De vraagstelling blijft dus relevant, zij het enkel in de hypothese dat er wel financiële gegevens voorhanden zijn, doch dat deze niet de vorm aannemen van boekhoudkundige gegevens. In het andere geval, met name indien er boekhoudkundige gegevens voorliggen, zal altijd voldaan zijn aan de vereiste van boekhoudkundige én financiële gegevens.
Het is in de eerste plaats het bestuursorgaan dat op eigen verantwoordelijkheid beoordeelt of er financiële en boekhoudkundige gegevens ten grondslag liggen aan het verslag van het bestuursorgaan. Een foutieve beoordeling terzake betreft een kwestie van bestuurdersaansprakelijkheid van het bestuursorgaan, doch niet van de nietigheid van de akte.
Voor de aandeelhouder is het belangrijk de vermogensrechtelijke implicaties en gevolgen van de verrichting te kennen en dat dit bevestigd wordt door een onafhankelijke cijferdeskundige. Minder relevant voor hem is de vraag naar de kwalificatie van de onderliggende financiële gegevens als boekhoudkundige gegevens.
De bedoeling van de wetgever is in casu duidelijk. De memorie van toelichting bevestigt uitdrukkelijk de keuze voor de tweede strekking.

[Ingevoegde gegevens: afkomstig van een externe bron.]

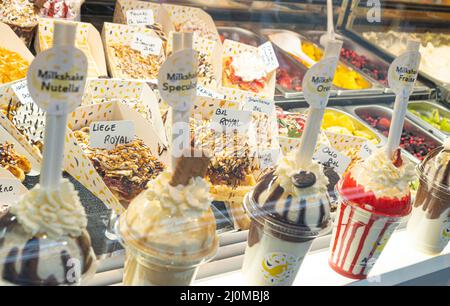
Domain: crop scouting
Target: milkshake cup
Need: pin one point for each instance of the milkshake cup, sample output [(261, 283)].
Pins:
[(169, 230), (429, 226), (374, 199), (288, 209)]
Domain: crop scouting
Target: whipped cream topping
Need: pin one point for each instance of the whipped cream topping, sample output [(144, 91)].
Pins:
[(175, 220), (447, 144), (54, 213), (249, 66), (379, 175), (288, 167)]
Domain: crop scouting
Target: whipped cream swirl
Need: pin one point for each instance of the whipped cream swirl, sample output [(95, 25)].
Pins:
[(54, 213), (379, 175)]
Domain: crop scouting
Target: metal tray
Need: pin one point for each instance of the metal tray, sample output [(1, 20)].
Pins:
[(376, 110), (375, 86), (392, 56), (358, 122), (286, 62), (371, 57), (427, 107)]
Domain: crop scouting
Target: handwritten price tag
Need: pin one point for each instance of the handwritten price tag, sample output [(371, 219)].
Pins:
[(146, 44), (140, 17), (10, 189), (318, 81), (109, 134), (259, 105), (330, 157), (268, 56), (230, 119), (268, 158), (366, 150), (208, 93)]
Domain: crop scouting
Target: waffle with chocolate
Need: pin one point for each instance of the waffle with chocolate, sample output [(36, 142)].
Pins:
[(14, 162), (126, 169)]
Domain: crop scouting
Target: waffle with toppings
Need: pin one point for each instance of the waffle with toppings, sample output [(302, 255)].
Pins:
[(14, 162), (132, 64), (231, 169), (12, 66), (126, 169), (29, 120), (232, 79)]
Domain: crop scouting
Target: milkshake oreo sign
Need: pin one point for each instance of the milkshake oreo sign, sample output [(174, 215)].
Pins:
[(318, 81), (56, 79)]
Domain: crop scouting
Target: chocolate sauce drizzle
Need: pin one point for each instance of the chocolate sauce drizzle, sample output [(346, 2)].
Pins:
[(28, 259), (435, 201)]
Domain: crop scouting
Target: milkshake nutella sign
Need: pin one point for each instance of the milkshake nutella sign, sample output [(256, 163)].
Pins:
[(56, 79), (318, 81)]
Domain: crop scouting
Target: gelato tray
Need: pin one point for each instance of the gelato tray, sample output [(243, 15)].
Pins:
[(435, 51), (364, 60), (340, 122), (347, 80), (415, 140), (289, 74), (432, 116)]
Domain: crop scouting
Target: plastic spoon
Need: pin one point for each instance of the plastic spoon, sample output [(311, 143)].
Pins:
[(291, 44)]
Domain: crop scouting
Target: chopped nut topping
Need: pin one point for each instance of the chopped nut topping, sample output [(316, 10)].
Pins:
[(126, 169)]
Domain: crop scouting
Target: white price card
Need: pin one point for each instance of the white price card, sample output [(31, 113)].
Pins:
[(366, 149), (268, 157), (10, 189), (146, 44), (140, 17), (318, 81), (330, 157), (268, 56), (20, 88), (255, 104), (209, 93), (109, 134), (230, 119)]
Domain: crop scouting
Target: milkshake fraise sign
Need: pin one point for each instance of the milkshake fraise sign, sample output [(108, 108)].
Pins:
[(403, 73)]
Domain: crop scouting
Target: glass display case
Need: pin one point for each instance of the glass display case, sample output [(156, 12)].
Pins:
[(344, 217)]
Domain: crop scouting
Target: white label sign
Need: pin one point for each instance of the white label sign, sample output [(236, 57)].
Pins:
[(140, 17), (403, 72), (268, 56), (208, 93), (318, 81), (177, 80), (20, 88), (56, 79), (332, 158), (268, 157), (230, 119), (109, 134), (146, 44), (366, 150), (254, 104), (10, 189)]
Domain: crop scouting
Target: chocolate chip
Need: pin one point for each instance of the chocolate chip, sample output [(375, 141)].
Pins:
[(304, 179)]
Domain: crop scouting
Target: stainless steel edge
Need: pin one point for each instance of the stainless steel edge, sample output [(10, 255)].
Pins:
[(425, 125)]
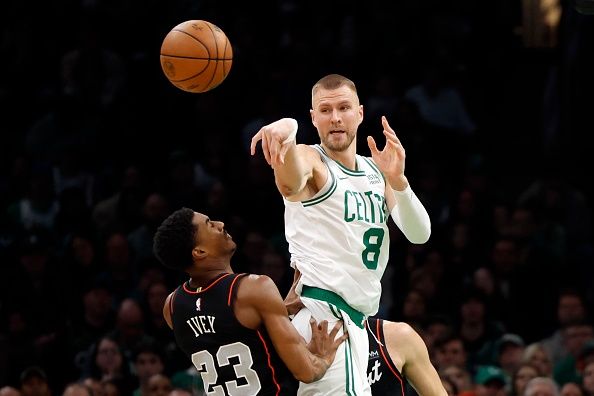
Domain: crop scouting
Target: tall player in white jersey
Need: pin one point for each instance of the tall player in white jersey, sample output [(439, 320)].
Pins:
[(337, 205)]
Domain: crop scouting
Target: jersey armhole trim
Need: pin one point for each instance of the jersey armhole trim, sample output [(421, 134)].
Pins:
[(231, 293)]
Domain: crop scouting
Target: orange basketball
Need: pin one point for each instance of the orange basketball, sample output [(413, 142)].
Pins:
[(196, 56)]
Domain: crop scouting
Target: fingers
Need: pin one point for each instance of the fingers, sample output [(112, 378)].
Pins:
[(265, 148), (388, 131), (335, 329), (372, 145)]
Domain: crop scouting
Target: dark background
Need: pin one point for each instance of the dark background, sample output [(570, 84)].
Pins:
[(88, 116)]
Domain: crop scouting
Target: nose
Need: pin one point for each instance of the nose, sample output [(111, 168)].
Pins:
[(335, 116)]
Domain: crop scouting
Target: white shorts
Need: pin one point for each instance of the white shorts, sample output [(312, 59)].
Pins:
[(348, 373)]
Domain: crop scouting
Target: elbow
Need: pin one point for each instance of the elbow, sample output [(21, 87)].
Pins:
[(306, 378), (421, 237), (287, 191)]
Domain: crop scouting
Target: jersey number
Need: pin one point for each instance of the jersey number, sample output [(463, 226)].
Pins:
[(205, 364), (372, 240)]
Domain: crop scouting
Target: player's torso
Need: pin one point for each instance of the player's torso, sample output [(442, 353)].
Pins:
[(339, 238), (383, 375), (231, 358)]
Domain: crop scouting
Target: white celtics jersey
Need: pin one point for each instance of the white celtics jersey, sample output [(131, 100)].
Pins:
[(339, 238)]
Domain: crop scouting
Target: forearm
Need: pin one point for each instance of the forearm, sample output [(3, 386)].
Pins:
[(410, 216), (292, 175), (318, 368)]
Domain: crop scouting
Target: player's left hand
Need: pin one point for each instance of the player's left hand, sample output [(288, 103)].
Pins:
[(390, 160)]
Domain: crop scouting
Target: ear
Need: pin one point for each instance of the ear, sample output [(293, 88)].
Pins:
[(199, 254)]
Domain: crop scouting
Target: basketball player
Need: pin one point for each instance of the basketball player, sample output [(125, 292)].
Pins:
[(398, 354), (230, 324), (336, 211)]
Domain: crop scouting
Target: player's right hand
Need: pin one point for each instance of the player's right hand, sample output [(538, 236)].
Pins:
[(277, 138), (325, 344)]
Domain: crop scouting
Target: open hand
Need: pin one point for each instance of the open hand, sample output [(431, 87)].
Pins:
[(277, 138), (325, 344)]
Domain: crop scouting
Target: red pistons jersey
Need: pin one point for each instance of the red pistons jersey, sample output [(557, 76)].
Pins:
[(384, 378), (231, 358)]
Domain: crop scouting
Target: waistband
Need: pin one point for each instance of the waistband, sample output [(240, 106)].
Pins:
[(334, 299)]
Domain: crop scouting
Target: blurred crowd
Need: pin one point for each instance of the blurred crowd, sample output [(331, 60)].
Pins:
[(98, 148)]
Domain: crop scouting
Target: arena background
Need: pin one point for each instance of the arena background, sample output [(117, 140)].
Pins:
[(97, 147)]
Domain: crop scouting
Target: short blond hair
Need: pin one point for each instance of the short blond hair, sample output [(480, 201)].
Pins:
[(332, 81)]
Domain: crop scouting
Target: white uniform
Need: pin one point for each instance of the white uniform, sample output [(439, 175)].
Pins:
[(339, 241)]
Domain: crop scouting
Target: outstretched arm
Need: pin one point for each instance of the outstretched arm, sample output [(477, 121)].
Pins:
[(293, 164), (407, 211), (260, 303), (406, 345)]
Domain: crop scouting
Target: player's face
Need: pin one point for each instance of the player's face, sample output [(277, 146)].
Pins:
[(212, 236), (336, 114)]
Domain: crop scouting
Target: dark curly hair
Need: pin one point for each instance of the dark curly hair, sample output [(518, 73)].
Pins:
[(174, 240)]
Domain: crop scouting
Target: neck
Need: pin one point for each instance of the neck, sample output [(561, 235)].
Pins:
[(346, 157), (204, 277)]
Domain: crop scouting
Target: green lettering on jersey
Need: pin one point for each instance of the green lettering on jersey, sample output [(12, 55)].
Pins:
[(372, 240), (347, 217)]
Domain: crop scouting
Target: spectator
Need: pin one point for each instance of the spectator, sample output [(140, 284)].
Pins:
[(34, 382), (541, 386), (520, 378)]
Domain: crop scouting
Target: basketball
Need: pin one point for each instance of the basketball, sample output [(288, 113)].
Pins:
[(196, 56)]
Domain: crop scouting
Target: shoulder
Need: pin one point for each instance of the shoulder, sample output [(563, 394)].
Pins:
[(253, 287)]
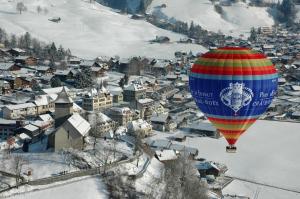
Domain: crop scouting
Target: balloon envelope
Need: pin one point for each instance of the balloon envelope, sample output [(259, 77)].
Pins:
[(233, 86)]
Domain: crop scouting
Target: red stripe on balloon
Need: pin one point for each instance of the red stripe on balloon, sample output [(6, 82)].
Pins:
[(229, 121), (224, 71), (233, 56)]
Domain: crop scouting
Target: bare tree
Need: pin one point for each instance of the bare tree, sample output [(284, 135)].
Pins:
[(18, 162), (46, 11), (21, 7), (138, 144), (181, 180), (107, 152), (39, 9)]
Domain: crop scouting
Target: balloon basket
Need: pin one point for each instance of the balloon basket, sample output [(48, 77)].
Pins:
[(231, 149)]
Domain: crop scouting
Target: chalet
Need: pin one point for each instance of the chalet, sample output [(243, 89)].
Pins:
[(102, 123), (162, 122), (165, 155), (98, 71), (117, 95), (44, 70), (9, 67), (180, 137), (44, 104), (75, 61), (15, 52), (19, 111), (190, 151), (32, 131), (4, 87), (134, 91), (121, 115), (7, 128), (295, 115), (24, 82), (159, 144), (26, 60), (139, 128), (97, 99), (207, 168), (143, 104), (70, 134), (4, 52), (64, 75)]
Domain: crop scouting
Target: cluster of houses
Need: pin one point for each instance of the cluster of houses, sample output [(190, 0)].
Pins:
[(144, 96)]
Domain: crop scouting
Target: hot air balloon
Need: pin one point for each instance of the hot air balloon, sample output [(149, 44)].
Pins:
[(233, 86)]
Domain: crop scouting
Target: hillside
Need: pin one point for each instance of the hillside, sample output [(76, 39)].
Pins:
[(236, 19), (89, 30)]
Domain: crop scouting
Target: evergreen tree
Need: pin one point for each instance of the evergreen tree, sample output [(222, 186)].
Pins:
[(13, 41), (286, 11), (55, 82), (253, 35), (27, 40)]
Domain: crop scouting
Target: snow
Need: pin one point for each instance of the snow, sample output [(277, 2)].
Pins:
[(266, 153), (237, 19), (89, 188), (298, 13), (79, 123), (90, 30), (154, 171), (249, 189)]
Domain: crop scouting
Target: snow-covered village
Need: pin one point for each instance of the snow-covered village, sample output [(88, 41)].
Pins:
[(125, 99)]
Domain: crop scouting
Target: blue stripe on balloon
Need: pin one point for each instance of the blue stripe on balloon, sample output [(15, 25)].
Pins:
[(234, 77), (233, 117)]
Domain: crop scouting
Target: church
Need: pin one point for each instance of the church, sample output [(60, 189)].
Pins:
[(70, 128)]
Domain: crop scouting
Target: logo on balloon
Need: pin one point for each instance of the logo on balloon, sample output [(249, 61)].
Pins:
[(236, 96)]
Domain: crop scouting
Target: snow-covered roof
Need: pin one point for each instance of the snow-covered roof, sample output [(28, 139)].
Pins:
[(145, 101), (55, 90), (19, 50), (134, 87), (159, 118), (164, 155), (41, 100), (5, 66), (123, 110), (46, 117), (79, 124), (7, 122), (42, 68), (138, 124), (24, 136), (31, 127), (20, 106), (63, 97)]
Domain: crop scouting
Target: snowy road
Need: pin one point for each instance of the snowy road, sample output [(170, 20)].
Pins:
[(264, 184)]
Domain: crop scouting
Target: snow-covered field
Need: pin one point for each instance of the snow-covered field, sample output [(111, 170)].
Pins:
[(250, 190), (267, 153), (237, 19), (298, 13), (88, 188), (89, 30)]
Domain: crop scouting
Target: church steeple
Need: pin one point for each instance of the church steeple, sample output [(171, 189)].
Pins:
[(63, 107)]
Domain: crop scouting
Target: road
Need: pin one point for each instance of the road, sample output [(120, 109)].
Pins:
[(264, 184)]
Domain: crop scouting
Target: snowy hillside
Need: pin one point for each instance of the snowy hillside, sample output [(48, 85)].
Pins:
[(237, 19), (267, 153), (89, 30)]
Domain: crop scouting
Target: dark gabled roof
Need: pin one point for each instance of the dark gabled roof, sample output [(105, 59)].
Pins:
[(63, 98)]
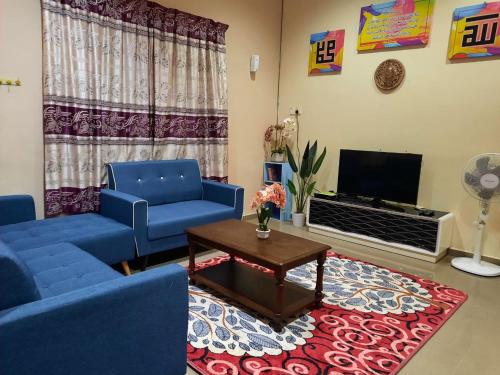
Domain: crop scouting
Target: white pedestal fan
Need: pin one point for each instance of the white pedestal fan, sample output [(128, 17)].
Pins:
[(482, 181)]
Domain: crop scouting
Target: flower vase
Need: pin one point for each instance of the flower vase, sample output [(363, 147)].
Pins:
[(278, 157), (263, 234), (298, 219)]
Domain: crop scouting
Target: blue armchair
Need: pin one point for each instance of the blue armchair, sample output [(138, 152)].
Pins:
[(160, 199)]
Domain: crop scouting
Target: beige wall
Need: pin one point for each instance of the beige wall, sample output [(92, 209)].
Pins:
[(254, 28), (448, 112), (21, 142)]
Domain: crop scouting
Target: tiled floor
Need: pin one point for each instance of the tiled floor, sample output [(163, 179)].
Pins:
[(468, 344)]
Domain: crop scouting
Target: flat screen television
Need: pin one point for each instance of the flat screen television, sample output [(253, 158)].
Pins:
[(380, 175)]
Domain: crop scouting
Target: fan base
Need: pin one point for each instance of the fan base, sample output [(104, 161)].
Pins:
[(471, 266)]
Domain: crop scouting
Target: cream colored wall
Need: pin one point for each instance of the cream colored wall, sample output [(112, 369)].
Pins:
[(254, 28), (447, 111), (21, 142)]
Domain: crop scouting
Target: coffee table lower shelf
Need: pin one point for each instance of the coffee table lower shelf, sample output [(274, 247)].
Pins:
[(256, 289)]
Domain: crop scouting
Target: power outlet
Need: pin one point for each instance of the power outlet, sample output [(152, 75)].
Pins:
[(295, 110)]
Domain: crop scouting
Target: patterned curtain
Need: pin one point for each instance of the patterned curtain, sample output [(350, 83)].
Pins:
[(127, 80)]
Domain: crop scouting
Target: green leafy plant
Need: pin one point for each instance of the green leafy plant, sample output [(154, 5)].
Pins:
[(307, 167)]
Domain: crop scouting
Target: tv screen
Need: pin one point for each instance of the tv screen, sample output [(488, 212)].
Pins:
[(388, 176)]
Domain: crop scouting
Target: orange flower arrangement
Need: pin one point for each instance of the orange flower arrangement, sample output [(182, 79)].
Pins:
[(275, 194)]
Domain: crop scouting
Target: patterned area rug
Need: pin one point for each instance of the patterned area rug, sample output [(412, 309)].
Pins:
[(373, 320)]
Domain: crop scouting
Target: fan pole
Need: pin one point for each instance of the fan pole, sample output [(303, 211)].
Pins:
[(475, 265), (481, 224)]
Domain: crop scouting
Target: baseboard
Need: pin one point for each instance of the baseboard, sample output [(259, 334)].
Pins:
[(461, 253)]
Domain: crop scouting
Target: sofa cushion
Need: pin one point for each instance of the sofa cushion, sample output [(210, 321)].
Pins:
[(17, 286), (173, 219), (63, 267), (157, 181), (105, 238)]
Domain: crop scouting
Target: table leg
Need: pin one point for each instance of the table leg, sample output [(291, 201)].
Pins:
[(192, 253), (280, 289), (319, 278)]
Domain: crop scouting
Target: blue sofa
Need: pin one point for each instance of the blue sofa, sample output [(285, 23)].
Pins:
[(107, 239), (64, 311), (160, 199)]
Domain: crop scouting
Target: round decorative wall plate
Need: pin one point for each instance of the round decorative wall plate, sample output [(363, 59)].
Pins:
[(389, 75)]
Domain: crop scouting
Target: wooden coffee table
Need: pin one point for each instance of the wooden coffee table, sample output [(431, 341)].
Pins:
[(270, 295)]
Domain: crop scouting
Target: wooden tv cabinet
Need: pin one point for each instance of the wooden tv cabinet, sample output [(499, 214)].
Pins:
[(405, 233)]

5.2. Aangaande het begrip van gegevens die ten grondslag liggen aan het verslag van het bestuursorgaan
Aangaande de problematiek van de interpretatie van de woorden “ten grondslag liggen” (“sous-tendent” in de Franse tekst) kan taalkundig worden opgemerkt dat dit niet betekent dat deze gegevens uitdrukkelijk vermeld zouden moeten zijn in het verslag opdat de controleverplichting van toepassing zou moeten zijn. Deze woorden impliceren daarentegen dat het gaat om zaken die onderliggend zijn aan de overwegingen van het bestuursorgaan.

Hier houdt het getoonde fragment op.